El actor y director recuerda la primera vez que sintió la certeza de haber encontrado a la mujer más hermosa del mundo

AMOR Juan Diego Botto

El sabor del verano se dejaba sentir en la sierra de Madrid donde Jaime Chávarri rodaba su película El río de oro.

Yo tenía 10 años y me hospedaba en el Parador. Por aquella época amanecer todos los días en un hotel y desayunar en la cafetería unas tostadas que recuerdo gigantescas era para mí algo absolutamente extraordinario. Aún hoy al pensar en un desayuno perfecto me asalta el recuerdo de aquellas rebanadas inmensas de pan con mantequilla y mermelada. El patio central del hotel llevaba a una mesa de pin pon que había cerca de la piscina. La mezcla de protector solar, cloro y el plástico barato de los balones hinchables sigue siendo el aroma definitivo del verano.

Me es imposible decir si por aquella época los rodajes se prolongaban durante mucho más tiempo que ahora. Quizá, como decía la abuela de Aureliano Buendía, sea simplemente que “Ahora los días los hacen más cortos”. Sea como fuere, en mi recuerdo aquella película duró un pedazo de infancia.

En el centro de la trama había una historia de amor que estaba protagonizada por Ángela Molina y Bruno Ganz. Quizá dos de los mejores intérpretes europeos de todos los tiempos. Mi personaje era uno de los tres hijos de Ángela Molina. No habían transcurrido ni dos semanas de filmación cuando yo ya tenía una certeza rotunda, una certeza como las que solo se tienen a los 10 años: Ángela Molina era la mujer más hermosa que existía y había existido en la tierra y yo estaba absolutamente enamorado de ella.

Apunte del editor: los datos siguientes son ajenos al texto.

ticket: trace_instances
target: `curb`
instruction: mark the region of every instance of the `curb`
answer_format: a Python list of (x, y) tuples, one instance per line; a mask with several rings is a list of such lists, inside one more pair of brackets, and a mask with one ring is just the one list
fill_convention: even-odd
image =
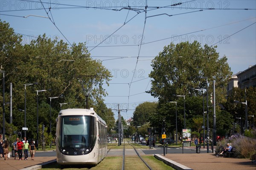
[(21, 170), (36, 170), (42, 169), (42, 167), (44, 165), (45, 165), (48, 164), (51, 164), (52, 163), (55, 162), (57, 161), (56, 159), (53, 159), (51, 161), (47, 161), (47, 162), (44, 162), (38, 165), (35, 165), (32, 166), (31, 167), (27, 167), (23, 169), (22, 169)]
[(186, 166), (184, 166), (180, 164), (177, 163), (176, 162), (175, 162), (173, 161), (172, 161), (169, 159), (167, 159), (164, 157), (163, 156), (160, 156), (159, 154), (154, 154), (154, 156), (157, 159), (163, 161), (163, 162), (165, 163), (168, 165), (172, 167), (173, 168), (177, 170), (193, 170), (192, 169), (190, 168), (186, 167)]

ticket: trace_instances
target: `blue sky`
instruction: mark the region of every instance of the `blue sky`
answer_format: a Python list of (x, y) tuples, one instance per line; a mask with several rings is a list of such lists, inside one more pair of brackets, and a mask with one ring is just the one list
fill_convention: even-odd
[(0, 18), (15, 32), (27, 35), (24, 43), (35, 38), (28, 35), (44, 33), (71, 44), (86, 42), (92, 58), (102, 60), (113, 75), (106, 87), (105, 103), (113, 109), (119, 103), (121, 109), (130, 109), (121, 112), (125, 118), (132, 116), (140, 103), (157, 101), (145, 92), (150, 89), (151, 60), (171, 42), (218, 46), (233, 73), (256, 64), (254, 0), (41, 2), (40, 0), (1, 0)]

Sin duda era perfectamente consciente del pequeño inconveniente que debía atravesar mi amor: Ella tenía 30 años y yo 10. Durante semanas di vueltas a aquella cuestión como quien trata de resolver un profundo dilema filosófico o una encrucijada matemática; “Sí, es cierto, sabios que me precedieron no pudieron resolver este problema, pero quizá, si lo pienso mucho llegaré a encontrar una solución”.

Supongo que la fantasía era crecer unos pocos años y presentarme ante ella para dar curso a nuestro amor. Realmente no estaba muy dibujado el futuro, no tenía un plan ni una expectativa clara. Todo se emborronaba por el deseo de ser mirado por aquella mujer extremadamente bella y extremadamente sensible.

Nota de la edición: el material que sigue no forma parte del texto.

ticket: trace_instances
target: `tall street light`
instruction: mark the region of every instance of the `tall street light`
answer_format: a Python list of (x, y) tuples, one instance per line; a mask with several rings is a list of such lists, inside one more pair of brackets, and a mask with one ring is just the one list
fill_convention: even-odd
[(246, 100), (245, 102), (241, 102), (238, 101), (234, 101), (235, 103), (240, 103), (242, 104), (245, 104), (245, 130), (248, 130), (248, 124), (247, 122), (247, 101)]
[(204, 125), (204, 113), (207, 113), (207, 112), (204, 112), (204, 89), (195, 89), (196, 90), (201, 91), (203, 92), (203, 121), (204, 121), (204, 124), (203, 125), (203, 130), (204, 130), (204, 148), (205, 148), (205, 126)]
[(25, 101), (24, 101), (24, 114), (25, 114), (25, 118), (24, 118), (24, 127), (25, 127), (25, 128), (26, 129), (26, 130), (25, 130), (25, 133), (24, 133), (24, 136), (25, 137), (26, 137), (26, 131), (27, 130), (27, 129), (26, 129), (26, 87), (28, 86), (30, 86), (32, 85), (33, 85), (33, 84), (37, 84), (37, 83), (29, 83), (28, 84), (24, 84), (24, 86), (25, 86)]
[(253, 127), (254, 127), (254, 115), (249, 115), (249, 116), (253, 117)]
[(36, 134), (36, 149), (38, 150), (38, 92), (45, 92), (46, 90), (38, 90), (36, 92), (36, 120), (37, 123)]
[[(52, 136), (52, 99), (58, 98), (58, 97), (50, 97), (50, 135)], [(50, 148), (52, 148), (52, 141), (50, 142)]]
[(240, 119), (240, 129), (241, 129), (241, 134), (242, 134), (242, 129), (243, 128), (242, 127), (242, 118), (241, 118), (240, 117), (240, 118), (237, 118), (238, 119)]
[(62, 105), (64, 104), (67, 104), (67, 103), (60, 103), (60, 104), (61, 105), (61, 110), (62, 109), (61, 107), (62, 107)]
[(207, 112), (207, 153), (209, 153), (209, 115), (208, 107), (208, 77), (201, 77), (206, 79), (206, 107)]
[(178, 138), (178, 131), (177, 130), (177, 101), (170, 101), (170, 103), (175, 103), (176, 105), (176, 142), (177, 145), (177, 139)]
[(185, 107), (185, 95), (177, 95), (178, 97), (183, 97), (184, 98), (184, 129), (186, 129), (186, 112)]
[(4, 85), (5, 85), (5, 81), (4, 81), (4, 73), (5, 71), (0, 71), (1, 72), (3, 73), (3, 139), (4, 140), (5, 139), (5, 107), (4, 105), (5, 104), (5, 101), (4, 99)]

Pero en honor a la verdad Ángela no fue mi única fuente de admiración aquel verano. Uno de los últimos días de rodaje anunciaron que Bruno Ganz terminaba la película. El equipo rompió en aplausos y le felicitaron por el trabajo. Yo me acerqué a él para decirle adiós y sin saber por qué me puse a llorar. Bruno me cogió en brazos, me sentó a su lado y me contó una preciosa historia sobre el cine y las despedidas. Una historia llena de baches y huecos provocados por mi pobre inglés y su acento alemán. Pero yo completé y rellené los huecos y los baches con lo que pensaba que me quería decir y así se ha mantenido la historia en mi mente hasta el día de hoy. Bruno Ganz era un actor metódico, profundo, de mirada herida y talento infinito. Me regaló el sombrero que llevaba y alguien sacó una foto. Foto y sombrero están aún hoy en una estantería en el salón de mi casa.

Supongo que algún psicoanalista podría decir que no hace falta ser un genio para analizar la historia de un niño de diez años que se enamora de la actriz que hace de su madre y se fascina por la figura masculina central de la película. Máxime si ese mismo niño arrastra la ausencia de un padre que quedó en las sombras de la dictadura argentina.

Sin embargo se equivocarían porque más allá de lo maravillosos que son y fueron Ángela y Bruno hace poco caí en la cuenta de que mi verdadero enamoramiento aquel verano fue otro: el cine.

Mi historia de amor fue con ese espacio mágico donde los roles son cambiantes y uno puede encarnar muchas almas y muchas vidas. Donde la magia existe, el tiempo se dilata y podemos narrar secretos ocultos del corazón humano y del mundo en que vivimos. Esa historia de amor se mantiene viva hasta el día de hoy con la misma intensidad que el aroma perfecto de las tostadas del desayuno de aquella infancia.